Washington’s “advisory neighborhood commissioners,” just under 300 elected officials who provide community input into government decisions, must allow their private e-mail accounts to be searched for records of officials business. That’s the ruling by Judge Stuart G. Nash of the Superior Court of D.C. in a July 8 opinion in a suit by a requester denied access under the District’s public records law (known as the Freedom of Information Act).

D.C. government attorneys defended ANC 5E commissioner, Dianne Barnes, turning over 1353 pages of her e-mails found on official D.C. government servers but refusing to go any further, telling the court her e-mails on her own account were beyond reach of the open records law. 
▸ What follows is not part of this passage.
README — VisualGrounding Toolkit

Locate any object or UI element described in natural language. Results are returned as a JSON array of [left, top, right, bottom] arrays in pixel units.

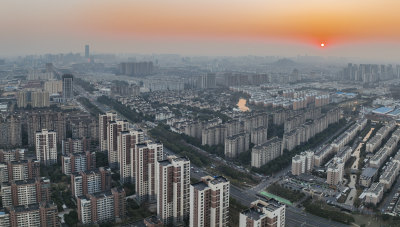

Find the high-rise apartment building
[[1, 178, 50, 207], [0, 202, 59, 227], [0, 159, 40, 183], [71, 167, 112, 197], [77, 188, 126, 224], [239, 199, 286, 227], [156, 156, 190, 226], [118, 129, 144, 184], [99, 112, 117, 152], [107, 120, 129, 169], [35, 129, 57, 166], [0, 115, 22, 147], [62, 74, 74, 101], [135, 142, 163, 204], [61, 152, 96, 175], [190, 176, 230, 227]]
The court disagreed, saying “to the extent [she] is acting in her capacity as a Commissioner ofthe NAC, then communications made or received by her would be communications of the ANC irrespective of whether such communications were associated with her personal e-mail account.”

The plaintiff showed his request was not just a fishing expedition, bringing to court an example (obtained elsewhere) of a Barnes e-mail on a personal account transacting official business.

The ruling puts ANC commissioners on a par with D.C. Council members and executive branch officials. The Council agreed early in 2013 to settle litigation by the Open Government Coalition by opening FOIA access to Council Members’ private e-mail accounts.  And D.C. Mayor Vincent Gray in an order in 2012 “strongly discouraged” government employees’ use of private accounts for any work purpose.   Courts nationwide have held that officials in govenment may not shield information from public disclosure simply by storing it on equipment the government does not technically own.

The case is Vining v. D.C., No. 2013 CA 8189.